Hello, I am trying to use Faiss indexing for an image similarity application. However, I am seeing an Attribute Error. Here’s the code that I am trying
# Loading dataset
dataset = load_dataset("imagefolder", data_dir="/data")
# Pre processing images
def transforms(examples):
examples["image"] = [image.resize((384, 384)).convert("RGB") for image in examples["image"]]
return examples
# Applying the transform function to dataset
dataset = dataset.map(transforms, batched=True, batch_size=48)
candidate_subset = dataset["train"].shuffle(seed=seed).select(range(num_samples))
test_dir = '/data/test'
train_dir = '/data/train'
model_ckpt = '/model'
extractor = AutoFeatureExtractor.from_pretrained(model_ckpt)
model = AutoModel.from_pretrained(model_ckpt)
hidden_dim = model.config.hidden_size
# Defining the embedding extractor using the model
def extract_embeddings(model: torch.nn.Module):
"""Utility to compute embeddings."""
device = model.device
def pp(batch):
images = batch["image"]
image_batch_transformed = torch.stack(
[transformation_chain(image) for image in images]
)
new_batch = {"pixel_values": image_batch_transformed.to(device)}
with torch.no_grad():
embeddings = model(**new_batch).last_hidden_state[:, 0].cpu()
return {"embeddings": embeddings}
return pp
# Applying embedding extractor train dataset
extract_fn = extract_embeddings(model.to(device))
candidate_subset_emb = candidate_subset.map(extract_fn, batched=True, batch_size=batch_size)
Up until the above code we have extracted the embeddings for the candidate images.
Next, we get embedding from a test image, and apply faiss indexing
random_query_image = dataset["test"].shuffle(seed=seed).select(range(1))
random_query_image_emb = random_query_image.map(extract_fn, batched=True, batch_size=batch_size)
candidate_subset_emb.add_faiss_index(column='embeddings')
So far things are great.
However, this next line of code is giving an issue
scores, retrieved_examples = candidate_subset_emb.get_nearest_examples(
"embeddings", random_query_image_emb, k=5
)
Here’s the traceback:
---------------------------------------------------------------------------
AttributeError Traceback (most recent call last)
Cell In[13], line 2
1 candidate_subset_emb.add_faiss_index(column='embeddings')
----> 2 scores, retrieved_examples = candidate_subset_emb.get_nearest_examples(
3 "embeddings", random_query_image_emb, k=5
4 )
File ~/miniconda3/envs/cortex-swin/lib/python3.10/site-packages/datasets/search.py:742, in IndexableMixin.get_nearest_examples(self, index_name, query, k, **kwargs)
727 """Find the nearest examples in the dataset to the query.
728
729 Args:
(...)
739 - examples (`dict`): The retrieved examples.
740 """
741 self._check_index_is_initialized(index_name)
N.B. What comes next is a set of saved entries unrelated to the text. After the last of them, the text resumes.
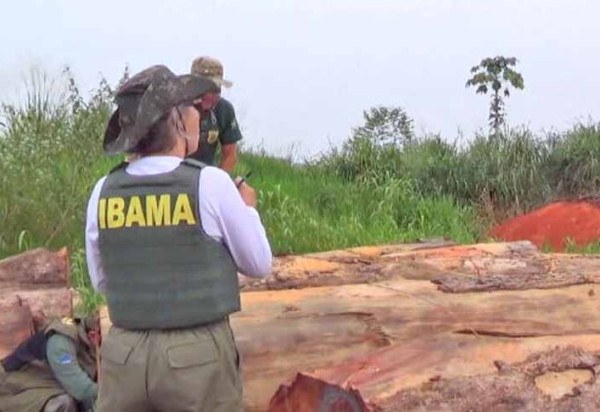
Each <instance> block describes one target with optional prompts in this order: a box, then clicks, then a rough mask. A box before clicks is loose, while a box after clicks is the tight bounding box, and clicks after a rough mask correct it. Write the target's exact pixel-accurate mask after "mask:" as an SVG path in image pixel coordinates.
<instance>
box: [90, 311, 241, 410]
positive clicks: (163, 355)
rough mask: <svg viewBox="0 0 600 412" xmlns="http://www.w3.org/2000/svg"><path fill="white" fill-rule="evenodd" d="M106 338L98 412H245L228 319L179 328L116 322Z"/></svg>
mask: <svg viewBox="0 0 600 412" xmlns="http://www.w3.org/2000/svg"><path fill="white" fill-rule="evenodd" d="M107 335H108V336H106V337H105V338H104V339H103V341H102V348H101V355H102V362H101V366H100V389H99V394H98V403H97V409H96V411H98V412H138V411H139V412H142V411H144V412H146V411H157V412H158V411H173V412H179V411H181V412H183V411H190V412H191V411H194V412H196V411H207V412H209V411H210V412H230V411H231V412H237V411H241V410H242V378H241V370H240V359H239V355H238V352H237V349H236V345H235V341H234V338H233V333H232V331H231V328H230V326H229V321H228V320H223V321H220V322H216V323H213V324H210V325H208V326H201V327H195V328H190V329H178V330H166V331H161V330H151V331H129V330H125V329H121V328H118V327H115V326H113V327H112V328H111V329H110V331H109V332H108V334H107Z"/></svg>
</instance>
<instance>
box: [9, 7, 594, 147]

--> 742 scores, indices = self.search(index_name, query, k, **kwargs)
743 top_indices = [i for i in indices if i >= 0]
744 return NearestExamplesResults(scores[: len(top_indices)], self[top_indices])
File ~/miniconda3/envs/cortex-swin/lib/python3.10/site-packages/datasets/search.py:702, in IndexableMixin.search(self, index_name, query, k, **kwargs)
687 """Find the nearest examples indices in the dataset to the query.
688
689 Args:
(...)
699 - indices (`List[List[int]]`): The indices of the retrieved examples.
700 """
701 self._check_index_is_initialized(index_name)
--> 702 return self._indexes[index_name].search(query, k, **kwargs)
File ~/miniconda3/envs/cortex-swin/lib/python3.10/site-packages/datasets/search.py:356, in FaissIndex.search(self, query, k, **kwargs)
353 if len(query.shape) != 1 and (len(query.shape) != 2 or query.shape[0] != 1):
354 raise ValueError("Shape of query is incorrect, it has to be either a 1D array or 2D (1, N)")
--> 356 queries = query.reshape(1, -1)
357 if not queries.flags.c_contiguous:
358 queries = np.asarray(queries, order="C")
AttributeError: 'Dataset' object has no attribute 'reshape'
I tried upgrading datasets package. That didn’t work. Any help would be appreciated. Thanks.